Mr Brendan Schultz1,2, Dr Timothy Barker3, Dr Emma Bosley2,4, Prof Zachary Munn3
1Queensland Ambulance Service, Kedron, Australia, 2JBI, School of Public Health, Faculty of Health and Medical Science, The University of Adelaide, Adelaide, Australia , 3Health Evidence Synthesis, Recommendations, and Impact (HESRI), School of Public Health, Faculty of Health and Medical Science, The University of Adelaide, Adelaide, Australia, 4School of Clinical Sciences, Faculty of Health, Queensland University of Technology, Brisbane, QLD, Australia, Kelvin Grove, Australia
Biography:
Brendan is operational paramedic, PhD candidate and clinical guideline developer with the Queensland Ambulance Service. In his current role, he oversees the development and implementation of clinical practice guidelines (CPGs) utilised by ambulance clinicians in Queensland. Brendan is currently completing a PhD on out-of-hospital CPGs with the University of Adelaide.
Abstract:
Background
Poorly developed clinical practice guidelines (CPGs) present an emergent patient safety risk. These documents inform the treatment provided by paramedics, emergency medical technicians and first responders, but their quality remains uncertain.
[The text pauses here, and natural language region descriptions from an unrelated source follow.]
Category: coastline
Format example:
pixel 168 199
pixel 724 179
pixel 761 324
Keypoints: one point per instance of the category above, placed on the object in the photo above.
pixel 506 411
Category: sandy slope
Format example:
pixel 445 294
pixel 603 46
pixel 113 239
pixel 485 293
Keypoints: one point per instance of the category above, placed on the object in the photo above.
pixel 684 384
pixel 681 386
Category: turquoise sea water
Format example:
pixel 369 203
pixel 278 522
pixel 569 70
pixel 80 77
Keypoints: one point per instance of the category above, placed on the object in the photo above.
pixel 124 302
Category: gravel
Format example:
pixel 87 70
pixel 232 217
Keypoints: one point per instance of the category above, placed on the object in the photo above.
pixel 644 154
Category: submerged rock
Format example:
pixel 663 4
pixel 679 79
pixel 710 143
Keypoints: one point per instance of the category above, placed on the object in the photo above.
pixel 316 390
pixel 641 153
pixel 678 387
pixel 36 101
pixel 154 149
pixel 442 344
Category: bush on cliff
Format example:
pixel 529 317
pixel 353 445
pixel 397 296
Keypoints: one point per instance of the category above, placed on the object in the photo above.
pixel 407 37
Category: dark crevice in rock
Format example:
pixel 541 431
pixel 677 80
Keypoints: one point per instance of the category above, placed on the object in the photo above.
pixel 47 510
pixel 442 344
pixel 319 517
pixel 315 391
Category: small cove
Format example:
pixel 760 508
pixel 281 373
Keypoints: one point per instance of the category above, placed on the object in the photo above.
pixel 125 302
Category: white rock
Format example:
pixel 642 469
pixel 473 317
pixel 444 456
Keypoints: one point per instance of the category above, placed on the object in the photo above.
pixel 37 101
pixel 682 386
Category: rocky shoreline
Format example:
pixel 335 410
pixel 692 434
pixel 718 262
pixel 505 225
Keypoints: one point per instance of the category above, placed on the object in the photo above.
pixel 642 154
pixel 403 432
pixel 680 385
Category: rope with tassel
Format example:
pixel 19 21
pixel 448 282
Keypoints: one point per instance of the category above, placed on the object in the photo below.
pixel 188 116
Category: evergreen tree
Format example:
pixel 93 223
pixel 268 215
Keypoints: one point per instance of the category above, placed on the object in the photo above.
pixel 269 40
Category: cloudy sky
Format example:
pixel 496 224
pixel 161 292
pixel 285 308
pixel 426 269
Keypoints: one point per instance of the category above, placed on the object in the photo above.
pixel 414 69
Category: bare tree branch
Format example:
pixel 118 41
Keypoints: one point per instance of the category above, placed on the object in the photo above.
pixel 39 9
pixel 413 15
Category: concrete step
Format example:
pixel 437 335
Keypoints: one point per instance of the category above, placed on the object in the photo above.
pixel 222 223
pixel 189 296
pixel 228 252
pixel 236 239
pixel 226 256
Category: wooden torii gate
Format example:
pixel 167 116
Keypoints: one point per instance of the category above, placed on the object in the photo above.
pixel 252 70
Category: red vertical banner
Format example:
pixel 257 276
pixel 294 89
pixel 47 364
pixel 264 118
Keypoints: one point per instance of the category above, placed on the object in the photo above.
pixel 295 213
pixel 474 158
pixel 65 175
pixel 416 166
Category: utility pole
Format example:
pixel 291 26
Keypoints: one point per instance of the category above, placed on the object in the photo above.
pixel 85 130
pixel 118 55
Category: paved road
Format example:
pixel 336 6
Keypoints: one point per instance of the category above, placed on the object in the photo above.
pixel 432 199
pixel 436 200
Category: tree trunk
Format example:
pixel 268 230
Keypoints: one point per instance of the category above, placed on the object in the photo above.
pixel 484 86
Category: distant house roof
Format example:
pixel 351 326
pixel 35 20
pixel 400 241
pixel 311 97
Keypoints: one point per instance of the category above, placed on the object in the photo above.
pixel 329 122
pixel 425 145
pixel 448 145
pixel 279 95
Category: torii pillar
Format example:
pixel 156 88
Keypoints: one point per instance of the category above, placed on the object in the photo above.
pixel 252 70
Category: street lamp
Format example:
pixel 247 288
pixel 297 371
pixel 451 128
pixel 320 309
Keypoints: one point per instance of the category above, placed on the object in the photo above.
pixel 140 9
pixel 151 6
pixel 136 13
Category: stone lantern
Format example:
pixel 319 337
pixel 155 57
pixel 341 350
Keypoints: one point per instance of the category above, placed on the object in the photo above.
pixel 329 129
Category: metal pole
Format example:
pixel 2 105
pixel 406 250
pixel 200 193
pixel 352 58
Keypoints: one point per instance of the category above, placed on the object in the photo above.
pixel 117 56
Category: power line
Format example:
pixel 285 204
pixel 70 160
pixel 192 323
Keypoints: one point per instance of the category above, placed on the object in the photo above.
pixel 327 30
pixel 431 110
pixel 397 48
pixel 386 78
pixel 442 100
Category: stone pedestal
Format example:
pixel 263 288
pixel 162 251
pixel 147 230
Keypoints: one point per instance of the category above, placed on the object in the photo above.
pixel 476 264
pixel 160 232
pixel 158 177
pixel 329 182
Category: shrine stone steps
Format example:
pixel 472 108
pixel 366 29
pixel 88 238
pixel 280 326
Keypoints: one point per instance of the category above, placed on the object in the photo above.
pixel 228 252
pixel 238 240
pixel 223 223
This scoping review aims to identify, aggregate, and describe all literature that have assessed the methodological rigour and overall quality of out-of-hospital CPGs.
Methods
This study was conducted using the JBI methodology for scoping reviews and involved systematically searching the following databases and/or information sources with no publication or language limit applied: MEDLINE (Ovid), Embase (Elsevier), CINAHL with full text (EBSCO), Scopus (Elsevier), ProQuest Central (ProQuest).
Results
This review identified 15 articles that appraised 311 unique out-of-hospital CPGs. Notably, 65 were developed by Council of Ambulance Authorities (CAA) agencies. Of these, 40% (26/65) were assessed using the Appraisal of Guidelines for Research & Evaluation (AGREE-II) instrument. The average domain 3 score (rigour of development) was 19.8% (SD = 23.4). This was significantly lower than out-of-hospital CPGs developed by national institutes (76.7%, SD = 11.1), professional medical societies (57.8%, SD = 21.7), academic groups (49.2%, SD = 18.3), national emergency medical service groups (39.0%, SD = 23.9) and non-CAA ambulance services (29.8%, SD = 20.9) (p <0.001). The remaining 39 CAA CPGs were appraised against the National Health and Medical Research Council (NHMRC) standards for guidelines, with 0% meeting all criteria.
Conclusions
CPGs developed by CAA services are low methodological quality and do not meet national standards. To ensure patients receive treatment that is evidence-based, urgent action is required.